Este passadismo que me atacou ao escrever
estes últimos parágrafos é o reflexo duma certa forma de estar no mundo na qual
os amigos ocupam o maior quinhão.
Ninguém
divulgou o cavalo Português em França como tu.
No
ano do eclodir da peste em Espanha, só no último dia da feira da Golegâ
comprámos com Pellen 19 cavalos a que juntámos nos dois dias seguintes mais 11,
tendo tu fretado um avião que os levou para Marselha onde os recolheste, para dois
meses depois comprares mais trinta e fretares outro avião e mais seriam se a
peste não nos tem igualmente batido á porta.
Renovaste
sempre a tua quadra na nossa terra, sinal mais que evidente da admiração e
confiança que tinhas no “Lusitano” e no “Cruzado Português”.
Conhecias
e conheces mais cavalos, mais coudelarias e a histórias dos melhores sementais
em Portugal, que muitos ditos aficcionados do meu país.
Sempre
me ajudaste na promoção dos meus toureiros e toureiras, desde que fosse bom
para a “Festa” e nada nem mesmo a nossa amizade te violentava nas tuas
convicções no que diz respeito á criteriosa montagem de carteis.
Por
isso chegaste onde chegaste ainda que desfrutasses da companhia do saudoso sr.

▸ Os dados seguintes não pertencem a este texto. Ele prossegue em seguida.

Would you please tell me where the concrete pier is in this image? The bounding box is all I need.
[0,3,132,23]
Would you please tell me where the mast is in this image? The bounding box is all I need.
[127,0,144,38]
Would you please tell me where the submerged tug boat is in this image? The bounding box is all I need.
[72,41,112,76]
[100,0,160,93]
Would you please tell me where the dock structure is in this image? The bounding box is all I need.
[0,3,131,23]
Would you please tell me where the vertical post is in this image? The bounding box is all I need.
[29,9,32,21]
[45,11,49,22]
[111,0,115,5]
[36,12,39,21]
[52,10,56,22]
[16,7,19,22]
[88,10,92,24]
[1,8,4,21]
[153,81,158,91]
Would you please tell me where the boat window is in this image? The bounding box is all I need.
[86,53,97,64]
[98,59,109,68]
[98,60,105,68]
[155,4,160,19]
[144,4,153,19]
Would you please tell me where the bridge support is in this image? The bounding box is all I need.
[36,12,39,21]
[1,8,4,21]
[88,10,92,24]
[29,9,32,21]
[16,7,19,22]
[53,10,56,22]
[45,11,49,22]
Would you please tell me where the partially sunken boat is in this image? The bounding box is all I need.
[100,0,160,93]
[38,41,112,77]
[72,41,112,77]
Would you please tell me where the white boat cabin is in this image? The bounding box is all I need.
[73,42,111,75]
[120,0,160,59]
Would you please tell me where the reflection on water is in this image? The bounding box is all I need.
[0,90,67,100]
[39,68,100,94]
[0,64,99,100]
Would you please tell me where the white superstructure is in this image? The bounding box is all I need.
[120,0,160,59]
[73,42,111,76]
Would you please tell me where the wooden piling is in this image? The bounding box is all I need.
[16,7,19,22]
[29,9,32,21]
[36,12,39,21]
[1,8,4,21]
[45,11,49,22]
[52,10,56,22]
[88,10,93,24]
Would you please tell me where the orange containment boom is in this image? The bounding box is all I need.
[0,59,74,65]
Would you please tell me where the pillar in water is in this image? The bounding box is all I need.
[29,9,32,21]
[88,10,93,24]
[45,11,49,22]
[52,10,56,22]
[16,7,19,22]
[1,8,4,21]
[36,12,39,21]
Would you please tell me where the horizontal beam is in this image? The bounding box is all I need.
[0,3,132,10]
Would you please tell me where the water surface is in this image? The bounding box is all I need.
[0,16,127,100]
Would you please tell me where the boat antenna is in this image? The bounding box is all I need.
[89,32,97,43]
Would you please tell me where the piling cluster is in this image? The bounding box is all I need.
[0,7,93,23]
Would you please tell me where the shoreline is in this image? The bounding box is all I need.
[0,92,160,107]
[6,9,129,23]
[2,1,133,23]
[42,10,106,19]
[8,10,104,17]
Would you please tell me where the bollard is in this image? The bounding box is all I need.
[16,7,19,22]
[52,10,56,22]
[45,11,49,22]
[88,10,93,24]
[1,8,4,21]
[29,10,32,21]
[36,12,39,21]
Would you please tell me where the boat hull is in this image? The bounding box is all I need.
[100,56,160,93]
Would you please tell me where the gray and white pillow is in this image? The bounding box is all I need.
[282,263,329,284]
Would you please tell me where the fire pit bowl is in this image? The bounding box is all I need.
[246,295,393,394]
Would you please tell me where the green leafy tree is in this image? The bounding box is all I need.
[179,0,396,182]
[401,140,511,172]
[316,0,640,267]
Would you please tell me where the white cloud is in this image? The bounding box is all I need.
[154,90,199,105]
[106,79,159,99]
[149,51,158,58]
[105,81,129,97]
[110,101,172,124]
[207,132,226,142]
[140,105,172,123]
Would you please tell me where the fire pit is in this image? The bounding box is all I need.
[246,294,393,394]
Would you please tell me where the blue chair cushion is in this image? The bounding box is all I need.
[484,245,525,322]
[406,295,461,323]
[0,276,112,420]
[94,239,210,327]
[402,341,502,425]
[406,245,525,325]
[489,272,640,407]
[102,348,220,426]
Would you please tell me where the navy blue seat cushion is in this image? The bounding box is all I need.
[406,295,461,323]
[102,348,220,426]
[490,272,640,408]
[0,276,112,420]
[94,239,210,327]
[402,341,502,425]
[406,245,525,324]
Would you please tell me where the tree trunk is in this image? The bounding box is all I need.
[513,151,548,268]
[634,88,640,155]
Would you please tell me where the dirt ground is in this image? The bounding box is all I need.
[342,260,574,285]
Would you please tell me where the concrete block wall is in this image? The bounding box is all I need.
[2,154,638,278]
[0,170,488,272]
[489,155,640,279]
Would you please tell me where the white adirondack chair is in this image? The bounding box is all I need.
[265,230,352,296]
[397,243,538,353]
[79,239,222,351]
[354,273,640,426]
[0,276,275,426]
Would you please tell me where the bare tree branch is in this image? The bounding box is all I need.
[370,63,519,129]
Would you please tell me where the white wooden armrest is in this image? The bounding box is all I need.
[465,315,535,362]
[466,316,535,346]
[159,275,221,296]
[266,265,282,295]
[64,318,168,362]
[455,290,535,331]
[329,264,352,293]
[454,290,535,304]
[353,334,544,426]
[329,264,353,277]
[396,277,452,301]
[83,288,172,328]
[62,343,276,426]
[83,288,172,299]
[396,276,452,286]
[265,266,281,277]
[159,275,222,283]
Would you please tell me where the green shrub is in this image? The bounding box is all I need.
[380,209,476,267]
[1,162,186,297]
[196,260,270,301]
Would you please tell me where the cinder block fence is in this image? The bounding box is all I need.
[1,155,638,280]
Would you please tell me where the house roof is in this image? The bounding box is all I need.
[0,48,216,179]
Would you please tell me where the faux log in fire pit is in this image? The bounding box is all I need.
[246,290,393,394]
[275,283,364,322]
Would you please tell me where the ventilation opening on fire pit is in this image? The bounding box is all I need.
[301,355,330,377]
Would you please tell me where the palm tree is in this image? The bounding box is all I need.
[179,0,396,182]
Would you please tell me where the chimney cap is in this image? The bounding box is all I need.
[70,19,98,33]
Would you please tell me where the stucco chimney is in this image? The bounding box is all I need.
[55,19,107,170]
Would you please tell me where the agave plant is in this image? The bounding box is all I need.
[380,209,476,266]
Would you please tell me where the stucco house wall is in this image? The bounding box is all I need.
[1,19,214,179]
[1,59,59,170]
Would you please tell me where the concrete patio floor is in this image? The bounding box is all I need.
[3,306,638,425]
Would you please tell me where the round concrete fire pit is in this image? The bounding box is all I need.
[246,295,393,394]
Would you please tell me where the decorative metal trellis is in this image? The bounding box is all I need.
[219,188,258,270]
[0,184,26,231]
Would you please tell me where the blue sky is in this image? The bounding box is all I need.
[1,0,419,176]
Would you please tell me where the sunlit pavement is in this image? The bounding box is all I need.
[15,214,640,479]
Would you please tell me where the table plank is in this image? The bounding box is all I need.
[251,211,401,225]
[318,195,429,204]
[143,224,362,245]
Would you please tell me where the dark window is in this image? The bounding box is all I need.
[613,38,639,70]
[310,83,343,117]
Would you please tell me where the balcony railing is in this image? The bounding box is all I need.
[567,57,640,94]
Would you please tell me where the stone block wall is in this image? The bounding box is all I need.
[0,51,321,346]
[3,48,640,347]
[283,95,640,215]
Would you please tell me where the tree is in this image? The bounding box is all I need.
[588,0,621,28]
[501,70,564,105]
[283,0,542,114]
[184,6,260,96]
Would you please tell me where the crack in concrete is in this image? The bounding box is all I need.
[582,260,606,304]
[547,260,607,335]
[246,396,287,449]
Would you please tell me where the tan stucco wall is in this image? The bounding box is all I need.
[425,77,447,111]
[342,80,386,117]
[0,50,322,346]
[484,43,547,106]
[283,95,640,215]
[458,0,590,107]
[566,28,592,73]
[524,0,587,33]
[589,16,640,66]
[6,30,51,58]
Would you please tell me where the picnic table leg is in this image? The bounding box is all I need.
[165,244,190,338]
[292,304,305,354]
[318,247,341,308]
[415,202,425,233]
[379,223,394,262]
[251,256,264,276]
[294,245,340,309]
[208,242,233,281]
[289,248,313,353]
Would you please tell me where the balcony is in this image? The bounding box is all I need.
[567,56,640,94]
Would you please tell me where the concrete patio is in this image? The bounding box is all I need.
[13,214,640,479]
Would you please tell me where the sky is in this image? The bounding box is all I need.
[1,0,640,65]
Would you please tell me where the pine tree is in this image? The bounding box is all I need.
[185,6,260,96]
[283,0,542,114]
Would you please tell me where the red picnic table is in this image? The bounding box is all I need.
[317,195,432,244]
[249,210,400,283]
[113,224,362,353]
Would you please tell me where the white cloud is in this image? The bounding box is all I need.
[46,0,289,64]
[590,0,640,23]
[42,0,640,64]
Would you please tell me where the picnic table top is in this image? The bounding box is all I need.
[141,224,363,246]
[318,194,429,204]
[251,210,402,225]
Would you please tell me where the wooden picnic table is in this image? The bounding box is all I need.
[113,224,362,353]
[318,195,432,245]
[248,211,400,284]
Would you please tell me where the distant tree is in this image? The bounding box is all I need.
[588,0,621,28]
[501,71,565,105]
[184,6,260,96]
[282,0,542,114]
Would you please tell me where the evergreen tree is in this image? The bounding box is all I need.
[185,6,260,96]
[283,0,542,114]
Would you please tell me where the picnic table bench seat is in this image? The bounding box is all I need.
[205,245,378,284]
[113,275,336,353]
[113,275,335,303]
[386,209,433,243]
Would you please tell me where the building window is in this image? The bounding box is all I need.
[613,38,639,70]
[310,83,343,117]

Manuel
Gonçalves com quem com certeza aprendeste e vice versa, podendo dizer-se que se
completaram…
Já
várias vezes nos meus escritos me referi com toda a paixão do mundo á Camarga.
As
“Abrivades” em que tu tantas vezes participaste, a corrida camarguesa, a forma
do seu povo se vestir e apresentar, esse ser maravilhoso de coragem
generosidade e resistência que é o cavalo camarguês o célebre “Crin Blanc”, os
toiros (antepassados das raças bravas que pululam pela península Ibérica), a
elegância dos flamingos cor de rosa, a coabitação mais que pacífica fraternal
com os ciganos, o florido das camisas e blusas que com orgulho exibem nas
festas únicas em que o cavalo é rei, os espectáculos de “rodeo” e não só, o sal
de “Sallins de Giraud” único no mundo, a quantidade imensa de toureiros aí
nascidos, o serem naturalmente hospitaleiros
e tudo, tudo, que dá forma á personalidade de um povo que é tão natural
como a reserva límicula também ela com características únicas no universo.
Se
não fosse de onde sou, gostava de ter nascido nessa terra bendita.
Tu
és o espelho das coisas boas da tua terra e porque tens visibilidade
internacional, tornaste-te naturalmente seu embaixador itinerante.
Há
com certeza por aí quem te inveje e há também quem á tua custa saiu do
anonimato ou se promoveu social ou taurinamente, pagando-te com ingratidão.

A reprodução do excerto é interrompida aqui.